Wright’s approach to novel writing was to sit down daily for hours at a time and subsist on coffee while he put himself in Harold’s mind, wondering what this kid would be doing or what could happen to him. It sounds like a more focused version of his stand-up writing.
“It was different, but it wasn’t strange,” Wright said. “When you think about it, it’s writing. It’s just thinking. I mean, I’ve been writing for 40 years, but for stand-up.”
“I got to write things that weren’t funny, like describing the room, describing people. That was a lot of fun for me because everything, of course, is not a joke in there,” he said.
Harold’s brain seems to never stop pondering all the intricacies of 7-year-old interests like the etymology and sounds of interesting words like stencil, or the invention of color.
“As I was writing it, things would come into my mind that I thought of years ago, that had nothing to do with ‘Harold.’ They weren’t stand-up thoughts,” Wright said. “I used to think color should have come first if you put aside the technical aspects of it, because color is really how everything looks. So black and white is an abstraction. And you would think that that came second. Like, Salvador Dalà could paint very realistically. And then he went into surrealism.”
Harold’s thoughts often drift to images and stories of the Oglala Lakota Nation, as well.

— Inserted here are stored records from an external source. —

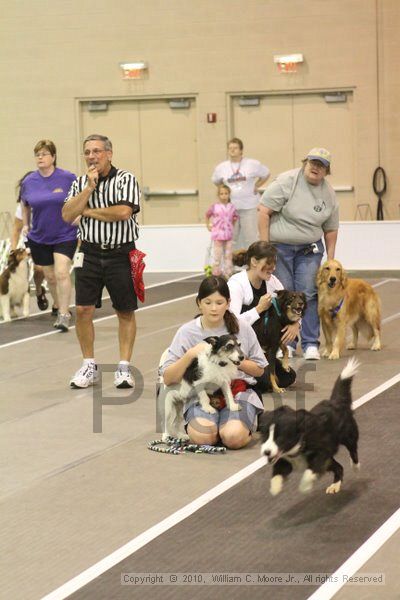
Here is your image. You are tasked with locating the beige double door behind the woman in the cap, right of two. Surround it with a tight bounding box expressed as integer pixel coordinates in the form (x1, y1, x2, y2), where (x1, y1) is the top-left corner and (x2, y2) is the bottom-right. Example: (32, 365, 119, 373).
(232, 92, 356, 220)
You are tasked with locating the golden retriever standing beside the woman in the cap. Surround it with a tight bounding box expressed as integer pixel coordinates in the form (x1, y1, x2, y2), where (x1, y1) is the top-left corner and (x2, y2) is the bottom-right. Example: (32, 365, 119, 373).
(317, 255, 381, 360)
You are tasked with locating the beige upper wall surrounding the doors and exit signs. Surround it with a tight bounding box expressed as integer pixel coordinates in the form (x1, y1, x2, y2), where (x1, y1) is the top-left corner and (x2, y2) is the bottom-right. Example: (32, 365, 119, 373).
(0, 0, 400, 222)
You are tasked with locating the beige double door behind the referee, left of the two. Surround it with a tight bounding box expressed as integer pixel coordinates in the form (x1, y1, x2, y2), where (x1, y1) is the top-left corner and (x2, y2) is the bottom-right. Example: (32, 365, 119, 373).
(81, 99, 200, 225)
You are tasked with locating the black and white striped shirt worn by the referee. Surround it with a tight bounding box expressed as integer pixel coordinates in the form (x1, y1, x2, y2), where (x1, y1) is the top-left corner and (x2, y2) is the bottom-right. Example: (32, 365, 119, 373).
(65, 166, 141, 246)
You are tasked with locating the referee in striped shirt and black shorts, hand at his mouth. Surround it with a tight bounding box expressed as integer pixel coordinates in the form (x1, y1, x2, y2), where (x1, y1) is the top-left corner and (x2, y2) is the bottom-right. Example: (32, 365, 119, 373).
(62, 135, 140, 388)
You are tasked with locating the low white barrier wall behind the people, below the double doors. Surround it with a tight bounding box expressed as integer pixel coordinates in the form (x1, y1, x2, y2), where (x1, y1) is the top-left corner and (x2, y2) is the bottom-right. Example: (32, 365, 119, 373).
(137, 221, 400, 272)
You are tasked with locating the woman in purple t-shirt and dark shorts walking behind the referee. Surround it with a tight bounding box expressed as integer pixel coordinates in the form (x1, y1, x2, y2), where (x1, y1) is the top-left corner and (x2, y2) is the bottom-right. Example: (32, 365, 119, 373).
(21, 140, 77, 331)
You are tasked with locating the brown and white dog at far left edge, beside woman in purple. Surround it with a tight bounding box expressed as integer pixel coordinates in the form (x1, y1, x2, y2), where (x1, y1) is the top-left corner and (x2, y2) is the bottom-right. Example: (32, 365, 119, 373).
(0, 248, 29, 322)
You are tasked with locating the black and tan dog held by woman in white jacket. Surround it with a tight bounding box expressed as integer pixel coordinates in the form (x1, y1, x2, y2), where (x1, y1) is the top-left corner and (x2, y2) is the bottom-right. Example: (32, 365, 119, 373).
(253, 290, 307, 394)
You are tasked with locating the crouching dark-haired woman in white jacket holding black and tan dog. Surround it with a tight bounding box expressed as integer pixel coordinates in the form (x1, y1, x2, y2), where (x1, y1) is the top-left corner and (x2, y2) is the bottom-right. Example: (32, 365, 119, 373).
(228, 242, 299, 391)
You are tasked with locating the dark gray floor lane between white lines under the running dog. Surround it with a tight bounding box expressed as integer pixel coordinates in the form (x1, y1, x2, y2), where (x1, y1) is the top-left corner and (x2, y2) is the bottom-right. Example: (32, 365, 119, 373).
(70, 384, 400, 600)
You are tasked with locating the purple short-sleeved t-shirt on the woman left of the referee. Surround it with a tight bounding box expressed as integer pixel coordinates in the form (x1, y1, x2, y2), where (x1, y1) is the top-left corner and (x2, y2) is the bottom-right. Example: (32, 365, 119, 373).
(21, 168, 77, 244)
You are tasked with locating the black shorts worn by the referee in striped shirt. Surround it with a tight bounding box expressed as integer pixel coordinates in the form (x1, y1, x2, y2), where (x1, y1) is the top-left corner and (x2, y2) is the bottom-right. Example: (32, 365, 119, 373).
(75, 242, 138, 312)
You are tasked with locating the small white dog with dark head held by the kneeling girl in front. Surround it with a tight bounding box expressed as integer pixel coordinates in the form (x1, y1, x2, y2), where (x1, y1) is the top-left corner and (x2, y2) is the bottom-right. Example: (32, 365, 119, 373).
(163, 334, 244, 441)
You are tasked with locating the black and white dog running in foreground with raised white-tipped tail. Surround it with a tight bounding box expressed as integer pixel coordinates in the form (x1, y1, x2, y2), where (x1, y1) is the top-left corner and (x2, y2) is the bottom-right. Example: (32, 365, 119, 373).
(260, 358, 359, 496)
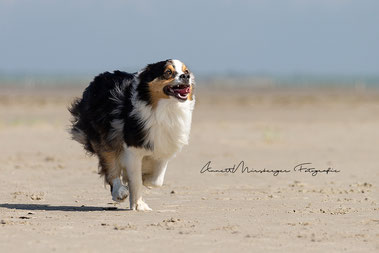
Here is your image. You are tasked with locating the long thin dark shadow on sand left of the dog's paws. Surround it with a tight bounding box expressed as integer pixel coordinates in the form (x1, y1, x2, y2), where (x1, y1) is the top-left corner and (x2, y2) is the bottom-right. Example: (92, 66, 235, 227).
(0, 203, 129, 212)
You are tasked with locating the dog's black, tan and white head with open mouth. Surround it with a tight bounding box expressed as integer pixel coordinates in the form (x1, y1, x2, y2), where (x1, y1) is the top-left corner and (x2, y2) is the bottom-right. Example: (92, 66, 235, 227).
(138, 60, 195, 106)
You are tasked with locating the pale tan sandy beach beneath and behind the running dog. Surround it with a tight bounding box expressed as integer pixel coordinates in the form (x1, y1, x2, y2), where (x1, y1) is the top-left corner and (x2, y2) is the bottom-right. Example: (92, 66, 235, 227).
(0, 87, 379, 252)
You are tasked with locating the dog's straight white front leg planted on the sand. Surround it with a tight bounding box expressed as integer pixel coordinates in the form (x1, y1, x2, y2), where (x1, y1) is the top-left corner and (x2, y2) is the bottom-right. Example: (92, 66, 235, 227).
(125, 149, 151, 211)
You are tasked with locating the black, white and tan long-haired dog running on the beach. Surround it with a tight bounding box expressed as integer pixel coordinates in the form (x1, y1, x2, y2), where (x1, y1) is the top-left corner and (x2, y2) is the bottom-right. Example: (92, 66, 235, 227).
(69, 59, 195, 211)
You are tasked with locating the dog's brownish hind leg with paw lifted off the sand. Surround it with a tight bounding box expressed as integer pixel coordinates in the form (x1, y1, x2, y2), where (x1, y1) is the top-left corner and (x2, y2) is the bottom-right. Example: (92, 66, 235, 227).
(98, 152, 129, 202)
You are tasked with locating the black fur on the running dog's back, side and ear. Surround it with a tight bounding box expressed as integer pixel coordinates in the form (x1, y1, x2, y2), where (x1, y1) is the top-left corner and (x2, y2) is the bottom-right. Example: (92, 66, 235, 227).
(69, 60, 173, 154)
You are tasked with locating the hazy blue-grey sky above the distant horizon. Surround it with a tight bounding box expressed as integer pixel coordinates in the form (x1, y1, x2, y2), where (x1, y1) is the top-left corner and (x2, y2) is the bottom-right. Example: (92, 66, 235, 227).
(0, 0, 379, 75)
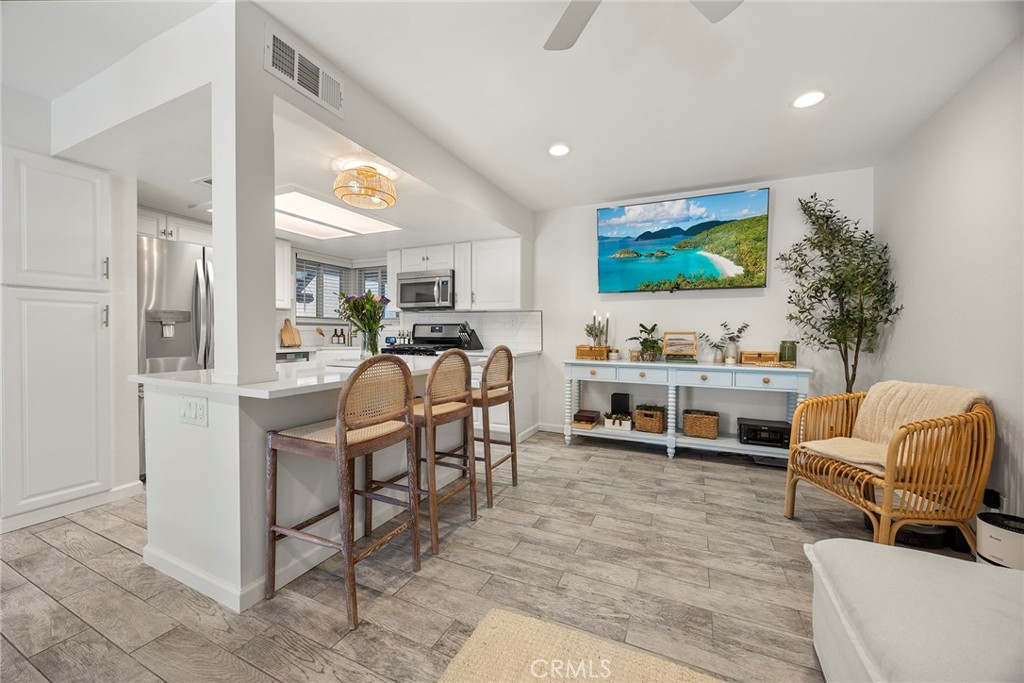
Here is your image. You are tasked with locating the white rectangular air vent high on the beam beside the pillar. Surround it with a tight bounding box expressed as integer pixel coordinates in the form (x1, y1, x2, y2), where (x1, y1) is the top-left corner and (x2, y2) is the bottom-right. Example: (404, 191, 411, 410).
(263, 26, 345, 118)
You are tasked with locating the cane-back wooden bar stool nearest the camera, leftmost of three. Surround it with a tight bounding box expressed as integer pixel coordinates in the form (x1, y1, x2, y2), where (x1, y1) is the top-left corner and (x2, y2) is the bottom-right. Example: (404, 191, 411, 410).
(266, 355, 420, 630)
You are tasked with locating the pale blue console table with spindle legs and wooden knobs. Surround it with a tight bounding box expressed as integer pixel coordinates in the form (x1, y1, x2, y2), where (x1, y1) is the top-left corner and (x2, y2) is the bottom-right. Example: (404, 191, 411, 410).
(563, 360, 814, 458)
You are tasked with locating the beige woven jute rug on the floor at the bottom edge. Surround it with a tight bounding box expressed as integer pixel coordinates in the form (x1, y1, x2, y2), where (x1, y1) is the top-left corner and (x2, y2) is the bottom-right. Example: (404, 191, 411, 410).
(439, 609, 718, 683)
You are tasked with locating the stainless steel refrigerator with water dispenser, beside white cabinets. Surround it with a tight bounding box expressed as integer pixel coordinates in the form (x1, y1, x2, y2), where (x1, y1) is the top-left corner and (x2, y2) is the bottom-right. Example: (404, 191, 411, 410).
(138, 237, 213, 481)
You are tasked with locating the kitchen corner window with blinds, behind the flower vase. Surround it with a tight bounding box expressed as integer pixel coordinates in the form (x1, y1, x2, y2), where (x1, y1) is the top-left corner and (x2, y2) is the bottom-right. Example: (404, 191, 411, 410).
(295, 257, 398, 324)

This delves from an unexpected turn in Wright’s past.
About seven years ago, while waiting for a plane at Logan airport in his native New England, Steven stumbled up on the book, “The Heart of Everything That Is” by Bob Drury and Tom Clavin. It’s the story of Lakota Chief Red Cloud and his efforts to organize a unified front against European settlers.
“I’ve been fascinated by what was here before the white man came,” he says. “I love the book. I just love the idea of what was happening before all this madness.”
Wright admits he didn’t set out to consciously put the Lakota perspective in his book, but those thoughts leaked into his mind while he was writing “Harold” and he liked that they were there and that they kept recurring.
“I get to have the perspective of them in there, like when he meets his grandfather in Rapid City, and he meets some Lakota because they’re building an airport after Pearl Harbor,” Wright said. “And so, his grandfather knows some Lakota and he says, ‘The Lakota thought that a planetarium was insane. That only the white man would build an indoor sky and then charge money to look at it.’”
Harold’s relationship with his grandfather wasn’t based on any real-life relationships he had, but on the premise that even a 7- and 70-year-old share similar perspectives from different starting points.
“The old guy sees the world so simply because he went through it all, thinking about figuring everything out. And then he realizes it’s all just so really simple, and the kid sees it’s simple, too. And I just thought that they had a connection,” he says.
Moving forward, Wright isn’t fully decided on what he wants to do next. One thing is for sure: It’ll be creative, and hilarious.
“I am not even trying to think what I’m gonna do,” Wright says. “I just know that the creative side of me wants to do something else. I don’t know what it is yet though. Maybe it’ll be a film thing, I don’t know. It’s exciting. Creating is thinking. It’s like playing to me. Like a child, doing fingerprints. It’s very playful. I don’t put a lot of pressure on it.”